La capitale italiana della cultura s’inchina al cospetto di uno dei maestri del ‘900 e non solo, parliamo di Emilio Isgrò. Una grande retrospettiva, divisa in tre sedi: Palazzo reale, Gallerie d’Italia e Casa del Manzoni, e curata da Marco Bazzini, attende i visitatori fino al 25 settembre prossimo. Proprio come Vito Acconci, innanzitutto poeta e poi performer, Isgrò, tra le altre cose anche scrittore, drammaturgo e regista, rientra nella categoria di artisti che potremmo definire totali o totalizzanti, quelli che, secondo il precetto di dannunziana memoria, hanno fatto della propria esistenza una vera e propria opera d’arte.

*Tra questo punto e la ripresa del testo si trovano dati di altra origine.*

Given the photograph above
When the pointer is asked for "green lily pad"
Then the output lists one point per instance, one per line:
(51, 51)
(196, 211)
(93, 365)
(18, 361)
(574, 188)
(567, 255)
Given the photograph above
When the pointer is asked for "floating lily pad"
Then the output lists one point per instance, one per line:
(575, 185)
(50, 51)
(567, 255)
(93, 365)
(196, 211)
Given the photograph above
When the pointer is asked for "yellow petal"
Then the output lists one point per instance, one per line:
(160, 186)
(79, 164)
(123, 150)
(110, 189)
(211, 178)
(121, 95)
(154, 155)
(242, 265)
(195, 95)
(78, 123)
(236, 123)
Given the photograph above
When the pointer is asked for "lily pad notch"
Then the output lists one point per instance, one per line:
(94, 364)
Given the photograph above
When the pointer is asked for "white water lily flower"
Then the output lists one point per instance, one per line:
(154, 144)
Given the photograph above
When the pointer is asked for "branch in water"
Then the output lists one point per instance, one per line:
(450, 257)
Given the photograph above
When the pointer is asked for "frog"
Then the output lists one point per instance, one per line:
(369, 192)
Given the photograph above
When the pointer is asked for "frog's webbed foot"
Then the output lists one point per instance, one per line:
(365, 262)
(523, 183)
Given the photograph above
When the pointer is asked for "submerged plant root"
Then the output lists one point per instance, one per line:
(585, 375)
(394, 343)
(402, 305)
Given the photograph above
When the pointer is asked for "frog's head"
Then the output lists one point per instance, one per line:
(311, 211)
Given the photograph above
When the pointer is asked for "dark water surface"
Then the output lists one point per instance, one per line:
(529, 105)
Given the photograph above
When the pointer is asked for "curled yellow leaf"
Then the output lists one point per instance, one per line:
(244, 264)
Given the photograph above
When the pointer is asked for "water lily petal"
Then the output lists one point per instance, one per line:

La poesia visiva di Isgrò, concepita e ormai nota come cancellazione, chiarisce il suo significato ultimo nel rendere manifesto ciò che avvalora il tutto: proprio come la morte, la quale secondo la concezione oraziana avvalora la vita, ciò che viene omesso o nascosto rafforza non solo quello che è manifesto e visibile, bensì anche l’interezza di un’opera letteraria, ne è esempio lampante l’ossessione tangibile del maestro per Pico della Mirandola e per Alessandro Manzoni, (in particolare per il suo I Promessi Sposi) ma anche per alcuni accadimenti storici (quali il terribile attentato alla stazione di Bologna del 2 agosto 1980), e ancora per gli animali (celebri le cancellazioni per mezzo delle formiche e delle api), o addirittura, provocatoriamente, per alcuni salienti aspetti che riguardano la società (celebre e dissacrante la Cancellazione del debito pubblico realizzata per la Bocconi di Milano nel maggio 2011).
La pittura, veicolo della cancellazione e viceversa, rappresenta in modo quanto mai peculiare nel lavoro dell’artista una forma di scrittura, di quel segno nero, o in questo caso addirittura bianco, che parte da una riflessione che inscindibilmente lega coscio e inconscio, percezione del visibile e del non visibile, doppio Io: Isgrò infatti inizia a dubitare della propria esistenza appena ventisettenne, dopo il suo trasferimento a Milano, quando anche il fratello e i genitori sembravano disconoscerlo: la mostra si apre proprio con la serie di opere in cui viene messa in discussione l’identità del maestro, quasi come in un Big Bang esistenziale, come una nuova genesi o come lo zero in matematica, al cui proposito l’artista asserisce: «La cancellatura è come lo zero in matematica, chiamato a formare, da solo, tutti i numeri e tutti valori».
L’artista siciliano dagli occhi dolci e limpidi, nonostante la sua grandezza, sale con umiltà le scale purpuree di Palazzo Reale per regalare una visione d’insieme dei suoi innumerevoli e potenti cicli artistici, come solo i grandi maestri sanno fare. Certamente Isgrò c’invita a una profonda e mai scontata riflessione: cancellare è scegliere, così come vivere è scegliere, perché, proprio come Sartre insegnava, non si può esistere senza scegliere.